呼古大叔接下来话,听得这些人目瞪口呆,他们没想到挑拨自己的人,竟然是那个传说中神秘鬼谷子门徒。
“他为何要这么做?”一个寨头狐疑道。
“因为他想借助于葱芘羌力量达成一件事...具体是什么事,我也不清楚...总之那个人很有计谋,他所做的事,都是我们无法想明白天下大事”
呼古显得有些颓败,至今他也只是摸到那人一点皮毛,真正细节却还是被某种神秘力量给阻止下来。
若不是半途遭遇到这只中原强兵,他都已经放弃继续追查下去了。
现在他重新整合了九寨山匪,那么那个当年想要九寨山匪分割的家伙肯定会再次现身的。
到时便可以向他寻仇了。
呼古没有那么高尚,之所以答应叶弘帮他对付波斯骑兵,真正目的而是借助于新兵对付那个神秘鬼谷子门徒。

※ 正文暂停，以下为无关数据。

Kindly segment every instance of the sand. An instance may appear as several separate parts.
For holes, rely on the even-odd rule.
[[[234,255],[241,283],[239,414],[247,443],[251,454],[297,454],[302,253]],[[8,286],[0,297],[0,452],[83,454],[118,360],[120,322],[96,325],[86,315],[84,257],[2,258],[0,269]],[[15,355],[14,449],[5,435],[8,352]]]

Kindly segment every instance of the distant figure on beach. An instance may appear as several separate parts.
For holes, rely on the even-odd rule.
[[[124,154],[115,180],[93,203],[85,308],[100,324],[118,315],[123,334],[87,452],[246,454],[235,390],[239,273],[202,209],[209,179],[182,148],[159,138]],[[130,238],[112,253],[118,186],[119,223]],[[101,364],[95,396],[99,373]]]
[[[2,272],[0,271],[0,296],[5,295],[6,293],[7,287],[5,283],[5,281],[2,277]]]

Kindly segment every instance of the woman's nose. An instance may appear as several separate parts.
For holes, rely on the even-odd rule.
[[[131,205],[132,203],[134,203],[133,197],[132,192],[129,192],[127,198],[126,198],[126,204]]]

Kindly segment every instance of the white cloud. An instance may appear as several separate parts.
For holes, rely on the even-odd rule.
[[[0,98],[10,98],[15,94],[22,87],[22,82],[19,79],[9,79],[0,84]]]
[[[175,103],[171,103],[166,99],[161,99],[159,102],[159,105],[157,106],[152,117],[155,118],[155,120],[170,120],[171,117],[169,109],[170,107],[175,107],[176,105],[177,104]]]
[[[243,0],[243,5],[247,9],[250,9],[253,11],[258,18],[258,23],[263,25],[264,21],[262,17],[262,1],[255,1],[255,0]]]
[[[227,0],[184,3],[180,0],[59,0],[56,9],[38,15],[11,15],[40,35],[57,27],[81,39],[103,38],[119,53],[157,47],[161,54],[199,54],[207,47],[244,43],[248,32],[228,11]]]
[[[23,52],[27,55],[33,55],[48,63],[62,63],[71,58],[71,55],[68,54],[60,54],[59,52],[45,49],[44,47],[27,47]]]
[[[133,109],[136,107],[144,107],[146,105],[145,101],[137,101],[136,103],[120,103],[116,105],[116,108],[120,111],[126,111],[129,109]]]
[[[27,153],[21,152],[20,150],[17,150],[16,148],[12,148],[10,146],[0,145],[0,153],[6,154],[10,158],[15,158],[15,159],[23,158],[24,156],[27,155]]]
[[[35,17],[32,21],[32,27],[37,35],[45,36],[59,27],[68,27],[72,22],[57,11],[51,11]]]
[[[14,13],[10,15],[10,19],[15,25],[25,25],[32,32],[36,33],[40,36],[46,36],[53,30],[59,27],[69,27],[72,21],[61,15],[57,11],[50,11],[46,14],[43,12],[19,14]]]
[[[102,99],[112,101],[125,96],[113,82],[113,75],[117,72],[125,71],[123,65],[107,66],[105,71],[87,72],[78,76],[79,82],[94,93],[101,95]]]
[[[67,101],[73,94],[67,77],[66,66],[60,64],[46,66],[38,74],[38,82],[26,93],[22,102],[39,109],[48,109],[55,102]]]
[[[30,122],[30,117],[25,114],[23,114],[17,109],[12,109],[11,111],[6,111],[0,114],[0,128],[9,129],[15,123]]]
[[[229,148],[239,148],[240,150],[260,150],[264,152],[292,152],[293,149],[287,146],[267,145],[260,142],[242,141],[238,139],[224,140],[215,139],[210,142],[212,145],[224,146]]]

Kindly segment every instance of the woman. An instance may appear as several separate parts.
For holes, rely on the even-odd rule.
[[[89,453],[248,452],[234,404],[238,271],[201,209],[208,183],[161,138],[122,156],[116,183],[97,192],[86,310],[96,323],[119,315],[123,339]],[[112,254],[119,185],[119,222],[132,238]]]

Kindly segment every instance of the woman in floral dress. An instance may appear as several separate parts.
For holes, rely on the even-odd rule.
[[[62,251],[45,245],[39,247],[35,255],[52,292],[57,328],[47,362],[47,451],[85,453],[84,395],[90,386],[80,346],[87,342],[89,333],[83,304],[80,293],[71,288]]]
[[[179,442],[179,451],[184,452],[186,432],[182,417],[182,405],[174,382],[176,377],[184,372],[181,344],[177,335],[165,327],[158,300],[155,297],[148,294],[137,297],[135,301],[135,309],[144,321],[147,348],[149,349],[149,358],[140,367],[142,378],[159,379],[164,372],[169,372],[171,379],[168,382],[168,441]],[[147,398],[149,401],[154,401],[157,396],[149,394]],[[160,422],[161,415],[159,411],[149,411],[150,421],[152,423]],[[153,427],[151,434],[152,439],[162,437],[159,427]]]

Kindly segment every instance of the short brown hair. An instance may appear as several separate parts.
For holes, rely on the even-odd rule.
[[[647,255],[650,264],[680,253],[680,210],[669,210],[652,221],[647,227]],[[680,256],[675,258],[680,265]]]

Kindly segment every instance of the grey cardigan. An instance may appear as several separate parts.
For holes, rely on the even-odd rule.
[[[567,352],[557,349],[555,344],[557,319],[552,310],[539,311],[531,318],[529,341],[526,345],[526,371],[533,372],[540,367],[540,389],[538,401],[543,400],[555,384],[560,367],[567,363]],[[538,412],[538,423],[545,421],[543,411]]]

九寨山动静已经足够大了,呼古相信很快那个人便会收到消息。
到时他便会重新来到九寨山。
那时便是他们对决时刻到了。
只是呼古怎么也想不到的是,那人眼下正被人关押在地牢内。
根本没有机会去昆仑山。
此时在洛阳城一处隐秘地下室内。
一个白发苍苍老者被人用锁链缠住手脚,他痛苦挣扎着,可是却无人回应他。
地牢很冷,额头上还在滴落冰水。
他懂得浑身不停哆嗦,嘴唇都发紫肿胀起来。
老者无力叹息一声,“师弟,你别枉费心思了,我是不会告诉你师尊早年执行屠龙计划真正内容的,你还是死了这条心吧”。
话声刚落,对面黑漆漆墙壁上便打开一个豁口,另外一张苍老面颊便显露出来。
他盯着白发老者发出齿冷笑声,“师哥,你还记得师尊说过什么?”。
白发老者摇头,“师尊说过很多话,我哪里都记得”。
黑漆漆豁口外面传来一连串冷嘲说,“师尊说你什么都好,就是嘴巴不严,你是保守不住秘密的”
白发老者闻言,仰天狂笑一声,“师尊说的没错....但师弟你就没想过,为何师尊明知我嘴巴不严无法保守秘密,却还是把屠龙计划交给我来执行吗”
黑漆漆豁口处,显然呼吸有些急促起来,“那是因为他偏心,他偏爱你”。
白发老者仰天狂笑,“不是师尊偏爱我,是因为这计划只有我才能完成,你不行”。
“胡说”豁口处传来凄厉怒喝,“你的天赋才学,甚至一切都被我押着一头,你有什么资格说我不行”。
白发老者再次轻笑一声,“这无关乎才学,而是天命,师尊洞悉天机推演之后,得知我是应劫之人,这才将屠龙计划传授于我”。
“胡说,这都是你为了蒙蔽世人编纂出来谎言,我压根不信什么天命,所谓天命都是一些无能之人找出来借口,而我们鬼谷子一门就是要逆天命,改人运,我们可以让一个普通人成为帝王将相,也可以让一个帝王瞬间变成贫民,这就是我们鬼谷一门权术”
“师弟我承认你的权术堪称天下第一,但你别忘记了,你只是术门弟子,而不是真正鬼门弟子,你可知真正原因吗”白发老者忽得抬起头,目光直投黑暗盯着那个豁口内眼睛。
“鬼门?没有鬼门....自从鬼门唯一传人在战国时代遗失之后,他们便已经调令最终不存在了”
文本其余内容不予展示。